While many more momentous anniversaries are being observed, this month marks some personal-professional milestones:
30 years ago: Back in my college days, started programming in APL, on a pre-PC IBM desktop, with 64K RAM, peripheral floppy drive, & a switch up front to choose between APL and something called 'BASIC', never used the latter, though I did become adept on the firm's Wang word processor, and they later got the IBM-PC equipped with STSC APL; it wasn't all cutting-edge technology back then, though, as my first task was to drive-and-deliver a '35 Dodge pick-up (top speed 45mph) to my new boss in Washington DC, which he had found in Oblong, IL (looks just like it sounds);
25 years ago: Began making models & apps for Merrill Lynch's Debt Strategy Group, as a consultant (later an employee), finding out that my self-taught APL was wizardly, and now I got to do it on a mainframe (IBM 370, VM/CMS) while teaching myself, then others, financial analytics;
20 years ago: Moved back to New York to stay, courtesy of Morgan Stanley's Fixed Income Research;
10 years ago: Became a financial market risk consultant at UBS, 'programmer' dropped from job description.
None of this was a matter of planning or foresight, more of contingency and serendipity.

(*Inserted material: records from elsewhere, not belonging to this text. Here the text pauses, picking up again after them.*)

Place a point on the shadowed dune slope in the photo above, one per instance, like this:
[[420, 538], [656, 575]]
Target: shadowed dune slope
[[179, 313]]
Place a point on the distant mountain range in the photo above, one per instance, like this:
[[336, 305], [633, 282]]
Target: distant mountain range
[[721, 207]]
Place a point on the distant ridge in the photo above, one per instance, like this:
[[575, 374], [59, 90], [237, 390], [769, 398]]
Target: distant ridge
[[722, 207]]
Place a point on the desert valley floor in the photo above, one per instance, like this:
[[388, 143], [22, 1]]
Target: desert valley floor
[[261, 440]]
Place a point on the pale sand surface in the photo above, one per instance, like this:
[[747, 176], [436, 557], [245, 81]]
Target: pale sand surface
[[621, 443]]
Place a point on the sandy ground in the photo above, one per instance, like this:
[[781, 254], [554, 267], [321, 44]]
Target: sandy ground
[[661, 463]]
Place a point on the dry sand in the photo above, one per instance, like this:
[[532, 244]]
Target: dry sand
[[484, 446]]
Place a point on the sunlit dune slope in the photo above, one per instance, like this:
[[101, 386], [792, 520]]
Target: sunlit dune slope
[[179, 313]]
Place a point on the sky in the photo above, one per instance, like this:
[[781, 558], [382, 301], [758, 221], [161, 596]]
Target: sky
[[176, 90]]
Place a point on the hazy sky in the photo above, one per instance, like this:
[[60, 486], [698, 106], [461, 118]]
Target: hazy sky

Non-professionally, lit-blogging will resume once lit-reading does.

1 Comments:

Blogger JAbel said...

It's funny bcause back in 1980 I had a job with the New England Press Association as a co-op job through Northeastern that was then called data entry which was lining up punch cards.It was the end of empire for that cutting edge technology and one of our frat brothers was telling us all about these computer programs with all sorts of odd names that took forever to input but that brother went on into Microsoft in it's early days and is still there.We thought he was off the deepend so to speak and were proven so wrong that we still have to work for a living.